Rate Limits and Other Special Protections

manassehkatz · 25 November 2019 06:13

As seen on this question, SE has a lot of limits on how often users can perform various actions. I suspect that most of these limits were developed over an extended period of time to combat both human & machine abuse of the site.

I have a feeling we will, over time, have to deal with similar issues. While I am cautiously optimistic that we will not need to deal with these problems immediately, and therefore I am not tagging it as an MVP item, I think we should plan ahead for these types of issues, even if we don’t do anything about any of them in the initial production system.

A few key things to consider:

Rate limits == rate tracking. A short-term database of “every action + IP + user” may be needed to catch problems.
For example, we will not need to separately track every page view. But if we see too many page views from one IP/user in a very short period of time, it is likely to be a robot either trying to hack into the site somehow or simply scrape all the data. The data will be under some form of open license, but it is far less stress on the system to provide that same data via a well-designed API than as a series of page views.
CAPTCHA - I can’t stand CAPTCHA (and similar systems). But they may be a necessary evil to deal with “intermediate level” rate limits - i.e., if someone tries to view 10 pages/second or post 10 comments/second, etc. then it is clearly not human. But if someone tries to comment once every 3 seconds for 2 minutes? That is extremely improbable yet not nearly as easy to automatically block since “2 comments 3 seconds apart” is easy for a person to do.
New User Limits
This has been discussed to some degree elsewhere. The basic concept is that is a new user votes a whole bunch of times they are likely to either be a troll or just someone who doesn’t understand how to use the system properly (e.g., voting all over the place without actually reading the questions & answers), while the same action by an experienced user might be perfectly legitimate.

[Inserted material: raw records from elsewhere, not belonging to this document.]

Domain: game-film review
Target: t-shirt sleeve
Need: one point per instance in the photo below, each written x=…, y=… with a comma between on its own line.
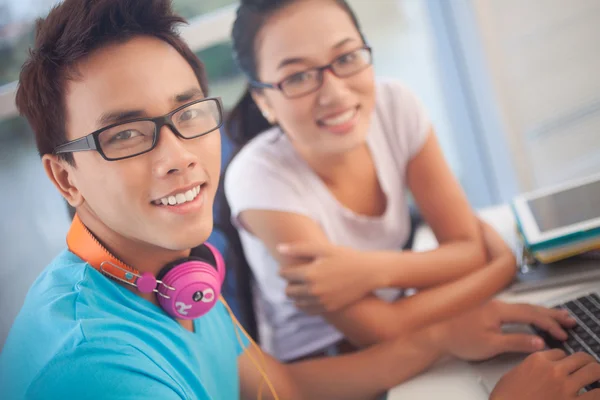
x=406, y=115
x=103, y=372
x=252, y=183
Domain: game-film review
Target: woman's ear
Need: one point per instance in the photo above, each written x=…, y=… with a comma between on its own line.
x=263, y=105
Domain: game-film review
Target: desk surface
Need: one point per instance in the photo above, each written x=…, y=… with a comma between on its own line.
x=455, y=379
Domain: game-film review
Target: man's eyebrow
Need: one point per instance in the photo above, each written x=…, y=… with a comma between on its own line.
x=300, y=60
x=188, y=95
x=114, y=117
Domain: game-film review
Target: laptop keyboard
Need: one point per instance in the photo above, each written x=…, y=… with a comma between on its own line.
x=586, y=335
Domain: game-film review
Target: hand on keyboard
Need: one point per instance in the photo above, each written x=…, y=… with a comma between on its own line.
x=550, y=375
x=585, y=336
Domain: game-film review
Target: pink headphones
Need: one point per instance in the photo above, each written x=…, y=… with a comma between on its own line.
x=186, y=289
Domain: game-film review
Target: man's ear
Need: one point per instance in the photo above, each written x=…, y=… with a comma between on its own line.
x=61, y=174
x=263, y=105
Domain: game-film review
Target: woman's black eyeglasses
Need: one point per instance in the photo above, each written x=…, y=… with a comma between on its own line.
x=310, y=80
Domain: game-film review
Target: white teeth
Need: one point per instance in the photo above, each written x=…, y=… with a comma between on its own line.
x=180, y=198
x=340, y=119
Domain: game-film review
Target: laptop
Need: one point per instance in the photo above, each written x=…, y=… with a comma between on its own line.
x=584, y=306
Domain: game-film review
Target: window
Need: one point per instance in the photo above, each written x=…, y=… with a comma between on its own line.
x=224, y=77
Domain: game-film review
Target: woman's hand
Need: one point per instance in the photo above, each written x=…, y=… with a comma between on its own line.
x=326, y=278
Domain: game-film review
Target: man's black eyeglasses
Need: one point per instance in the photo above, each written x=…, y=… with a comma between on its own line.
x=138, y=136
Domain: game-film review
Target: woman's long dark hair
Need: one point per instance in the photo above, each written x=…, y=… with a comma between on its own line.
x=243, y=124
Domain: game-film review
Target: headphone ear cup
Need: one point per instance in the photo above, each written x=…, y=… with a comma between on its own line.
x=189, y=289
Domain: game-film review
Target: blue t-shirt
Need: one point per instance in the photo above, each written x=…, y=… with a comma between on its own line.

bertieb · 25 November 2019 13:15

I think it’s worth an extra layer of caution; bots by their nature have the capacity to cause quite a bit of work to clean up in a very short period of time. As such, I believe we should have some basic protections in MVP. A site that falls prey to bot spam is not viable.

In addition, having good moderator/privileged user tools to deal with those that evade rate limits are important, but those perhaps deserve another topic as there will be overlap with tools for moderating humans.

manassehkatz · 25 November 2019 15:12

I am certainly not against having any tools/protection mechanisms in the initial product. I am just saying I don’t think they are necessarily MVP. But I want to make sure the structure supports it - e.g., have easy places to insert automation & tools for verification, cleanup, rate limiting, etc. We have an advantage over SE in that we can bake our tools right into the system instead of having to work via an API, and we can learn from what we have all seen over the last 10 years (or more) on SE and many other platforms with respect to these types of problems.

cegfault · 25 November 2019 21:43

IMO we can use standard / open sourced tools for MVP and refine them as we go. We don’t want no protection, but it’s also not something I think we have to have flushed out on day one.